De nouvelles lectrices
D’ailleurs, selon Diglee, Internet est un fabuleux véhicule pour toutes les formes poétiques. Il s’agit même d’un lieu particulièrement adapté au fragment. “Ce que j’ai voulu montrer avec mes illustrations c’est que la poésie est très proche de la chanson, explique-t-elle. On peut l’emporter avec soi et être nourri d’un seul ver. Elle est vraiment dans l’air du temps, on peut la lire par petites touches.” Sophie Bobineau, qui fait partie des fondatrices du festival Vibrations Poétiques, qui se déroulera les 23 et 24 mars à La Rochelle, partage cet avis. “La poésie est un moyen de se nourrir dans un monde qui semble perdre du sens et de l’humanité, estime-t-elle. On est dans des rythmes de vie très accélérés avec des temps courts. En cela, la poésie est très adaptée à notre époque, on n’a pas besoin de lire 50 pages pour se trouver profondément ému. Aujourd’hui elle n’est pas seulement une poésie d’alexandrins, elle prend des formes très différentes, très novatrices. Notre but est de montrer qu’elle n’est ni élitiste, ni inaccessible.”

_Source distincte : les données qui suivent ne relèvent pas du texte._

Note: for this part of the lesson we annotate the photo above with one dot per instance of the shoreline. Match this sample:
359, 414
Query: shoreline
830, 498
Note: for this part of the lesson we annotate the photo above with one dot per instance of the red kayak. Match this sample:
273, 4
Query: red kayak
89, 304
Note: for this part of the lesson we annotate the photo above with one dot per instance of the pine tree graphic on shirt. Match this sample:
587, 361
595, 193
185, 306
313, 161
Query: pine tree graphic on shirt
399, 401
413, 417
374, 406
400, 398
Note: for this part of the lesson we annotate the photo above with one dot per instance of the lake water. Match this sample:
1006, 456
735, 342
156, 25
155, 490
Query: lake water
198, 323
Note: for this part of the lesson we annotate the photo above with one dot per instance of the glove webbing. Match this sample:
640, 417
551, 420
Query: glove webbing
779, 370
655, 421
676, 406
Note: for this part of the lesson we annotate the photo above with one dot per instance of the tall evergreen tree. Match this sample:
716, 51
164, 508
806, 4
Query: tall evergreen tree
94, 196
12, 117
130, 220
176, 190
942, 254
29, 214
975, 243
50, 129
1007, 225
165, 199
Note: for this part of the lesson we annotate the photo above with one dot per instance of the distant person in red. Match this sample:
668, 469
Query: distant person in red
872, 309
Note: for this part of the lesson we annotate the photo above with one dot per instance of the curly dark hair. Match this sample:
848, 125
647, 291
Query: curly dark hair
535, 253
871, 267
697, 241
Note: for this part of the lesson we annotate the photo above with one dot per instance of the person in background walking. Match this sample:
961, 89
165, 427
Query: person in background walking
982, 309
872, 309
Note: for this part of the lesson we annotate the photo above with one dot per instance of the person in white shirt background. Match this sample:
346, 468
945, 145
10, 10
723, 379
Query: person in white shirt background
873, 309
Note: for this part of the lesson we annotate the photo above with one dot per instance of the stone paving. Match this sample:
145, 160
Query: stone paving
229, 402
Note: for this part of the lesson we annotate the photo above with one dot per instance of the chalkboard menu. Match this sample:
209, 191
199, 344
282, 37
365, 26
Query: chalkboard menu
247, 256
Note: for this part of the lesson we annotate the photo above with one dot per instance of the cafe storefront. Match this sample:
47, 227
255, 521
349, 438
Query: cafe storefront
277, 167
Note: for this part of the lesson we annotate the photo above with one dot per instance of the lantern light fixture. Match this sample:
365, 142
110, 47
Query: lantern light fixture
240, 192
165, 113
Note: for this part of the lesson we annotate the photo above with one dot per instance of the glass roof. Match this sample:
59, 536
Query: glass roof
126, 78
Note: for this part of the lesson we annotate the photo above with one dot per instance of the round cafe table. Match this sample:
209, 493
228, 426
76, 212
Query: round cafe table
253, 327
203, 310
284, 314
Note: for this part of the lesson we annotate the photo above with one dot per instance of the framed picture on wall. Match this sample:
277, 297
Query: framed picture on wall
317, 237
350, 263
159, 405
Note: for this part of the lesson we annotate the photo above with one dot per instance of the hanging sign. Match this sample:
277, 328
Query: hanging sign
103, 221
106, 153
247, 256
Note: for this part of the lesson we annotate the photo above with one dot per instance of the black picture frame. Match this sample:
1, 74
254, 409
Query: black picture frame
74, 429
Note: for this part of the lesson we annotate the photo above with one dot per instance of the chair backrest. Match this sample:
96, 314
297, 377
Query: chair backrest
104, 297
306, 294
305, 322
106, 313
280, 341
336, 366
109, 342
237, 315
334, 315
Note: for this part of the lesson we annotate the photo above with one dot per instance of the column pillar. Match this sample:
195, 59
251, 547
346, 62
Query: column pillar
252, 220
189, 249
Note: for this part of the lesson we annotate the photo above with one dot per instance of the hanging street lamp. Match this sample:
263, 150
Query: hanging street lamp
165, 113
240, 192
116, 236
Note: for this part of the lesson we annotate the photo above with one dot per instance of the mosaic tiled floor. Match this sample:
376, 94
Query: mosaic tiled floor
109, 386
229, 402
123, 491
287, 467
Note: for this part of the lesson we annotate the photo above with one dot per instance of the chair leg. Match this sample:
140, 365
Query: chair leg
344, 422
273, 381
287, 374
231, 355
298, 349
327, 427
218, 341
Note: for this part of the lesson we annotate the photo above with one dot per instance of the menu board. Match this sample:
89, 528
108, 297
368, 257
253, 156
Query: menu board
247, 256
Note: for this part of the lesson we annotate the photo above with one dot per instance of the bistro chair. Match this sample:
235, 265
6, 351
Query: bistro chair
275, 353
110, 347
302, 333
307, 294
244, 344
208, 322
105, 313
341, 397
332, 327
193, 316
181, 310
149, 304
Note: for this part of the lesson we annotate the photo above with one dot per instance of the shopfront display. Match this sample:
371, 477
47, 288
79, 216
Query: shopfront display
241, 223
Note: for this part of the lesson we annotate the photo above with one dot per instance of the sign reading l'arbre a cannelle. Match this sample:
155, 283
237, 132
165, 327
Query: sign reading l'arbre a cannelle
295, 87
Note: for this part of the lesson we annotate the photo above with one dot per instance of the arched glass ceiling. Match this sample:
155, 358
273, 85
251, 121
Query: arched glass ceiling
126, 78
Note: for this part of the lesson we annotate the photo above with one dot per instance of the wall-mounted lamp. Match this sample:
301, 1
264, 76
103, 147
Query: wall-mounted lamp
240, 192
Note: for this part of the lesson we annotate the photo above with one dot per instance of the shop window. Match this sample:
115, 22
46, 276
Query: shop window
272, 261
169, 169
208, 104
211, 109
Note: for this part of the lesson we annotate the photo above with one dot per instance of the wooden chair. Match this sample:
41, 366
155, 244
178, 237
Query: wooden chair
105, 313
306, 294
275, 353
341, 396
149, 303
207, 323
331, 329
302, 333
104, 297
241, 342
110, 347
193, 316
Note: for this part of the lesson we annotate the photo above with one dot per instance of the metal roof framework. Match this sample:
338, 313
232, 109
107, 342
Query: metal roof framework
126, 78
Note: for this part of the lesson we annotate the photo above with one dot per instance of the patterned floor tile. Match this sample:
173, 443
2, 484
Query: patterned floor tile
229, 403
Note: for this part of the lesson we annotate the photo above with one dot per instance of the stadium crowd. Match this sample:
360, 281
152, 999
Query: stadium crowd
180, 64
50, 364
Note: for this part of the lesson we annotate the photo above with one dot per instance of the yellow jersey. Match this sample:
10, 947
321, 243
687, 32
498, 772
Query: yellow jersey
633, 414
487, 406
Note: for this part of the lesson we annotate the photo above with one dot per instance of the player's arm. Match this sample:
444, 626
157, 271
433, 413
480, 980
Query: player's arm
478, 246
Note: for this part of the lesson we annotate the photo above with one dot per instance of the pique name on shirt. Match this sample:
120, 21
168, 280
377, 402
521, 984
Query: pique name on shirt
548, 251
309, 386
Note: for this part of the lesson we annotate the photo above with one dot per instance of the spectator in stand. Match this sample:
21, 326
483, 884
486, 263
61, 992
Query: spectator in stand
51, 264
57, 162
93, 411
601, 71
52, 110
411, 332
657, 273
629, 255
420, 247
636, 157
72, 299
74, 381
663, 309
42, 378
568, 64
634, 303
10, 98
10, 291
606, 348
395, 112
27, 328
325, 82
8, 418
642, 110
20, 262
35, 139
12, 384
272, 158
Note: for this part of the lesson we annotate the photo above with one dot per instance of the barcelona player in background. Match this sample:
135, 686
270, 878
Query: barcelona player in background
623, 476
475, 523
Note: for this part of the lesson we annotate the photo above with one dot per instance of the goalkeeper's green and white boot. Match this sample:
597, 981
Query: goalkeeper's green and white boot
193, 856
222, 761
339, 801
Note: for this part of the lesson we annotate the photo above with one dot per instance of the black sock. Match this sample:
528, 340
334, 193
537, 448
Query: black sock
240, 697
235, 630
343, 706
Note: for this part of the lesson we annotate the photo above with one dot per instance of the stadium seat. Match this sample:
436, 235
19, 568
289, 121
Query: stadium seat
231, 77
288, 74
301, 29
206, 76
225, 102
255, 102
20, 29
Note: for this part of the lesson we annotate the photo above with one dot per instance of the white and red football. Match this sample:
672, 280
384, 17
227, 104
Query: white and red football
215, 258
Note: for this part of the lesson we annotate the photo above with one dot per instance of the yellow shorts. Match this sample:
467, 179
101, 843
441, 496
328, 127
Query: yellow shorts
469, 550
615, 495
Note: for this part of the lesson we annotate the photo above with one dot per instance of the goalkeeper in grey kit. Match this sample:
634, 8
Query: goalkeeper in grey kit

Les lectrices venues acheter le recueil de Rupi Kaur décident souvent de se pencher sur le travail de ses aînées et de ses contemporaines.
Qui dit nouvelles poétesses dit aussi nouveau public. L’année suivant la publication du premier recueil de Rupy Kaur en Grande-Bretagne, le Nielsen Book Research notait une augmentation de 13% des ventes au sein des rayons Poésie des librairies. “On a vu un vrai engouement pour Lait et miel, explique Solveig Touzé, qui a cofondé la librairie féministe La Nuit des Temps à Rennes. Des clientes qui ne lisaient pas ou peu de poésie et qui habituellement s’intéressaient plutôt à notre rayon Sciences humaines sont allées s’emparer de ce texte pour sa portée féministe. En règle générale, il y a une forme de sororité qui s’est mise en place: les lectrices qui veulent soutenir le travail des femmes décident de les soutenir aussi dans leur travail poétique, genre qui reste méconnu. Elles en ont souvent entendu parler sur les réseaux sociaux.”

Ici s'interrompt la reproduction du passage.